Mobile DTV Will Be Everywhere At NAB Show
Broadcasters led by NBC and Fox have promised to launch commercial mobile DTV service in the U.S. by the end of this year. And that ambition is reflected in the agenda and exhibition of the NAB Show, which open a week-long run in Las Vegas on April 9.
Experts will weigh in on a range of mobile DTV issues — from how to implement it to how to enhance it to how to make money from it.
At the heart of the mobile DTV agenda is a Super Session — “Mobile TV: A Path to the Future” — slated for Monday, April 11, at 2:30 p.m. in Room S222.
“We will look at several areas of mobile TV,” said Gary Arlen, president of Arlen Communications, who will moderate. “We’ll look for a revenue model — a business model for it. Whether it uses advertising or is paid for by consumers. We will look at how broadcasting competes with other wireless Internet services including apps for broadcasters.”
Arlen said stations that already offer branded mobile iPad and iPhone apps for their viewers could be competing with themselves when transmitting mobile DTV. The panel, he said, will examine that issue.
“We will also have people on the panel from the Mobile Content Venture [Erik Moreno, SVP, corporate development, Fox] as well as the Mobile500 Alliance [Randa Minkarah, SVP, revenue and business development, Fisher Communications].
“These are the two groups who are developing content for mobile television. I want to see how they will work together, how they will compete and, more importantly, how outsiders envision their services. We’ll also discuss what it will take for mobile TV to become a ’mainstream’ service, and we’ll try to identify some realistic timetables for this process.”

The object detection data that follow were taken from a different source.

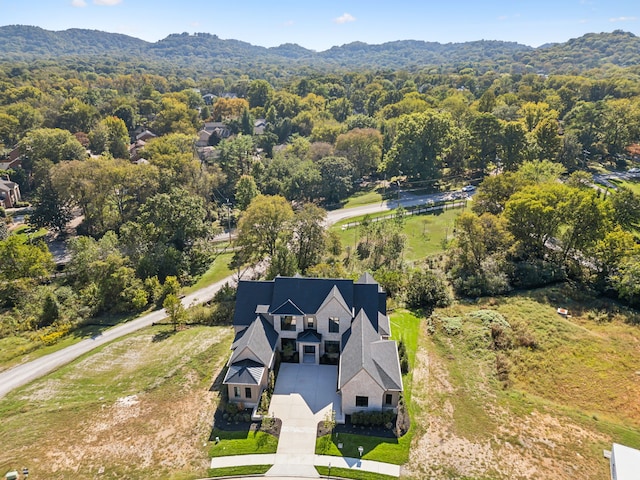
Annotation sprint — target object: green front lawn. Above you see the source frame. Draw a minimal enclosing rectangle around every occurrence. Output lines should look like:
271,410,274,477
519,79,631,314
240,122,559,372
209,429,278,457
316,310,422,464
207,465,273,477
316,465,396,480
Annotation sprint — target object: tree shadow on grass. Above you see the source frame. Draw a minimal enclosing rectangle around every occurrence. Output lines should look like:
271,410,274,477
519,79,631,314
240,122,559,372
151,329,178,343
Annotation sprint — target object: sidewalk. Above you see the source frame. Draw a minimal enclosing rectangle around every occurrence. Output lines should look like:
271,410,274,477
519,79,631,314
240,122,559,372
211,453,400,478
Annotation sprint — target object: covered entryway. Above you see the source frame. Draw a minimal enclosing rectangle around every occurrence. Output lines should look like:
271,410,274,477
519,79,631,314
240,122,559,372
297,329,322,365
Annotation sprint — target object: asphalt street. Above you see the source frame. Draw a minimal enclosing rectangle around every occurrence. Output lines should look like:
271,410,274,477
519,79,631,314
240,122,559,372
0,193,445,398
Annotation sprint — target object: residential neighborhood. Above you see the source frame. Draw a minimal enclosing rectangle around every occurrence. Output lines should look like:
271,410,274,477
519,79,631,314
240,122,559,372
0,10,640,480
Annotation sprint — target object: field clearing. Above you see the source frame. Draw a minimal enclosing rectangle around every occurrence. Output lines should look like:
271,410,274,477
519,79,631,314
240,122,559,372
609,178,640,195
405,288,640,480
331,208,464,261
0,326,232,479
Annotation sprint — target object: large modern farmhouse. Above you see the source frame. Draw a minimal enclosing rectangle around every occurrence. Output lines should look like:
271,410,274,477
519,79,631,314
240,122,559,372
224,274,402,415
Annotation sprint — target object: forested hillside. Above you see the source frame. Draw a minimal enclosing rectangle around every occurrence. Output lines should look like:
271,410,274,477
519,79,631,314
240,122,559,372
0,25,640,74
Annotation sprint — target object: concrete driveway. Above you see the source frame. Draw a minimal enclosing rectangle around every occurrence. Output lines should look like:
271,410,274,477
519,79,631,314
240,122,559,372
269,363,342,476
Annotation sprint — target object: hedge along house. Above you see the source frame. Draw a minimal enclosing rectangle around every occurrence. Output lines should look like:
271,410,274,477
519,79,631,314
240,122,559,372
223,273,402,415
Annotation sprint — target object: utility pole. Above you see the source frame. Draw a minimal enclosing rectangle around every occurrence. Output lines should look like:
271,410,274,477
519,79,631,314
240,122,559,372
225,198,231,247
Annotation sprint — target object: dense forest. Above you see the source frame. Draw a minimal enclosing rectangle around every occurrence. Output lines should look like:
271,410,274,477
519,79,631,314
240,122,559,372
0,27,640,348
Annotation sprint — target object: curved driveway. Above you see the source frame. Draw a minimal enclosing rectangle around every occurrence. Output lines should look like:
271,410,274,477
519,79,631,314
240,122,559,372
0,193,445,398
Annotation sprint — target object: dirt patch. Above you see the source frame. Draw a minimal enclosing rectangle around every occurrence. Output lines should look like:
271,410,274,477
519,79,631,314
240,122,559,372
403,347,608,480
0,329,231,480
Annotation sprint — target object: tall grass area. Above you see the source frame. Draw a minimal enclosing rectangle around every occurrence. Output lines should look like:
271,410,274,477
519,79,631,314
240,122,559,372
183,252,233,294
342,187,382,208
331,209,463,261
422,286,640,480
316,310,422,464
0,326,233,479
609,178,640,195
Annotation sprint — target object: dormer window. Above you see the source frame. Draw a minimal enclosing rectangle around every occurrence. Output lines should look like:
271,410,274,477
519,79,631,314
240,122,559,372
329,317,340,333
280,315,296,332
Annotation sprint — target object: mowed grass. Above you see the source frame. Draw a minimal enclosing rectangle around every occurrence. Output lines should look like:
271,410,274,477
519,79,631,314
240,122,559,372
609,178,640,195
209,429,278,457
342,187,382,208
0,312,146,372
331,209,463,261
316,310,421,464
316,465,397,480
0,326,233,479
207,465,273,477
182,252,233,294
420,287,640,480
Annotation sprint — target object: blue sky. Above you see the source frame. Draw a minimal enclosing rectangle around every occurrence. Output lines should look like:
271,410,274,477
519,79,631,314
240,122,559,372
0,0,640,51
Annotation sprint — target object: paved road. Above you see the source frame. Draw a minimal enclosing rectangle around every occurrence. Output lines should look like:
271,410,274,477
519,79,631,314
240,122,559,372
0,189,460,398
0,277,233,398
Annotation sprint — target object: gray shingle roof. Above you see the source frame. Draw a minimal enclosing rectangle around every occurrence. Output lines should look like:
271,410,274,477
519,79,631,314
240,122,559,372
233,274,386,329
269,299,304,316
338,310,402,390
297,330,322,343
222,360,264,385
230,315,278,367
378,312,391,337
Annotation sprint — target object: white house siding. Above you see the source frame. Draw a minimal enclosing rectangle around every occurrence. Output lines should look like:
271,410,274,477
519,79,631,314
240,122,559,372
227,380,268,408
340,370,385,415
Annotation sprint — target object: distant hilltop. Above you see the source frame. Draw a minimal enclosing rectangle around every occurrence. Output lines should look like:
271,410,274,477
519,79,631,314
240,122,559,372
0,25,640,73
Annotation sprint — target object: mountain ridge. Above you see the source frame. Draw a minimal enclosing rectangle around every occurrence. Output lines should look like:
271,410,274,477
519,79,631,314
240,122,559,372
0,25,640,72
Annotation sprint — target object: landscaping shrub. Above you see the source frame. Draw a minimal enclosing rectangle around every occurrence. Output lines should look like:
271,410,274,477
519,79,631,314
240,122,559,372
351,410,396,427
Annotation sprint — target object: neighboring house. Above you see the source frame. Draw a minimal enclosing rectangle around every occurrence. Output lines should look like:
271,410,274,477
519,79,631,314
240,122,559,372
131,126,157,143
0,177,22,208
129,140,147,162
0,147,22,170
196,122,231,148
253,118,267,135
223,274,402,415
610,443,640,480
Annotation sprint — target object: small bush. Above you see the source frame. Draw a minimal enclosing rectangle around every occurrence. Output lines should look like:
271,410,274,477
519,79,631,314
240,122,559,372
496,353,511,384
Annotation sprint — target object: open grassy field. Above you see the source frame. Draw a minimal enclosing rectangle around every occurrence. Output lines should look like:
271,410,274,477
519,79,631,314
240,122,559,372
183,253,233,294
331,209,463,261
0,312,145,372
0,326,233,479
404,287,640,480
609,178,640,195
342,186,382,208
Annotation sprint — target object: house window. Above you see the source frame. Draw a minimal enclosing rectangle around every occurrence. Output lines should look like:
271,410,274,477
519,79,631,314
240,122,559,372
324,340,340,355
280,315,296,332
329,317,340,333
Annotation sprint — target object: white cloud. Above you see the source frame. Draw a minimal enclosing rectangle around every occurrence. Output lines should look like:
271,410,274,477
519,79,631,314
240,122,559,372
333,13,356,23
609,17,637,22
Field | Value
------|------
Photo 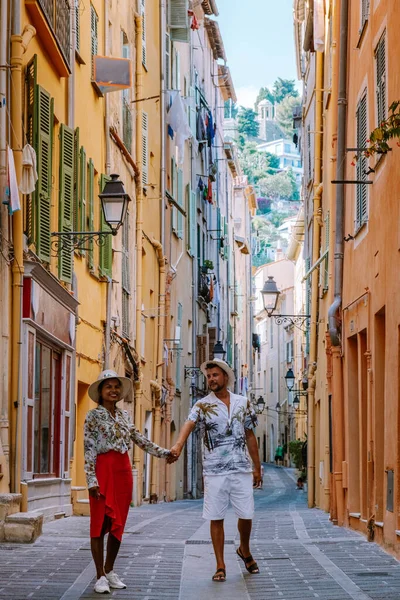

In addition to Moreno and Minkarah, the panel will feature Saul Berman, global strategy and change services leader at IBM Global Business Services; John Elliott, partner, Accenture Mobility; John Fletcher, analyst, SNL Kagan; and Loren Lasley, VP worldwide sales, Siano Mobile Silicon.
Organizers of the NAB Engineering Conference have put together an entire afternoon (Sunday, April 10, in Room S219 starting at 1 p.m.) to address various aspects of mobile DTV.
Planned presentations include a review of the three-year effort to develop the service; an update on the field testing; a look at gap fillers, repeaters and translators; an examination of studio-to-transmitter links; a discussion of distributed antenna repeater systems; and a look at non-obvious considerations for adding mobile DTV to a broadcast station.
“The headline is the mobile DTV system is rapidly moving from a period of standardization to one of implementation,” said Jerry Whitaker, VP of standards development at the Advanced Television Systems Committee, who will open the session with a status report on the technology.
“The services are now being built out, business plans are being developed and it’s becoming a marketplace entity as opposed to being in trials and tests. The rollout begins in earnest this year. This is the year that broadcast stations want to put mobile on the air and are indeed acting on that.”
Whitaker said there's a high level of interest in mobile DTV. “Mobile DTV has many facets to it,” he said. “There’s the technology of getting it on the air. There are the business issues of how to monetize it. There are service trade-offs like how do you divide up the through-put of content. There’s new codec technology, and — on the audio side — how to manage the dynamic range for mobile devices versus in the living room at home.”
Added just this week is a session called “Emergency Alerts in Mobile TV,” which will feature a group of Japanese broadcasters describing their experiences with mobile television during the recent Japanese earthquake and tsunami. It will be held Tuesday, April 12, at 10:30 a.m. in room N249. Among other things, the session will address incorporating the Japanese emergency alert system into U.S. mobile DTV.
As part of the “Improving Mobile TV Reception” session, to be held on Thursday, April 14, at 10 a.m. in room S226, William Meintel, a partner in Meintel, Sgrignoli & Wallace, will discuss field testing of the mobile DTV standard by his firm, which indicates “there is a serious need for a new service prediction model.”
Meintel’s paper will proffer a new service prediction model based on field data integrated with propagation theory, receiver specifications, terrain data, land use data and available local environmental data.
In the North Hall of the convention center (N4036), the Open Mobile Video Coalition (OMVC) and the Advanced Television Systems Committee (ATSC), together with NAB, will sponsor the Mobile DTV Pavilion, a showcase of the evolving mobile DTV receiver technology.
Ten companies are participating: LG Electronics, Hauppauge Computer Works, DTVinteractive, Pixtree, Mobile Content Venture, Triveni, The Mobile500 Alliance, Crest Technology, Decontis and Axel Technology.